The problem is that LLMs stop working after a certain point of complexity or specificity, which is very obvious once you try to use it in a field you have deep understanding of. At this point, your own skills should be able to carry you forward, but if you've been using an LLM to do things for you since the start, you won't have the necessary skills.
Once they have to solve a novel problem that was not already solved for all intentes and purposes, Alice will be able to apply her skillset to that, whereas Bob will just run into a wall when the LLM starts producing garbage.
It seems to me that "high-skill human" > "LLM" > "low-skill human", the trap is that people with low levels of skills will see a fast improvement of their output, at the hidden cost of that slow build-up of skills that has a way higher ceiling.
This whole argument can be made for why every programmer needs to deeply understand assembly language and computer hardware.
At a certain point, higher level languages stop working. Performance, low level control of clocks and interrupts, etc.
I’m old enough dropping into assembly to be clever with the 8259 interrupt controller really was required. Programmers today? The vast majority don’t really understand how any of that works.

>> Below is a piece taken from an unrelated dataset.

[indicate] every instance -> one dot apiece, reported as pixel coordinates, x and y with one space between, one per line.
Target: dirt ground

And honestly I still believe that hardware-up understanding is valuable. But is it necessary? Is it the most important thing for most programmers today?
When I step back this just reads like the same old “kids these days have it so easy, I had to walk to school uphill through the snow” thing.
Then test Bob on what you actually want him to produce, ie novel problems, instead of trivial things that won't tell you how good he is.
Why is it a problem of the LLM if your test is unrelated to the performance you want?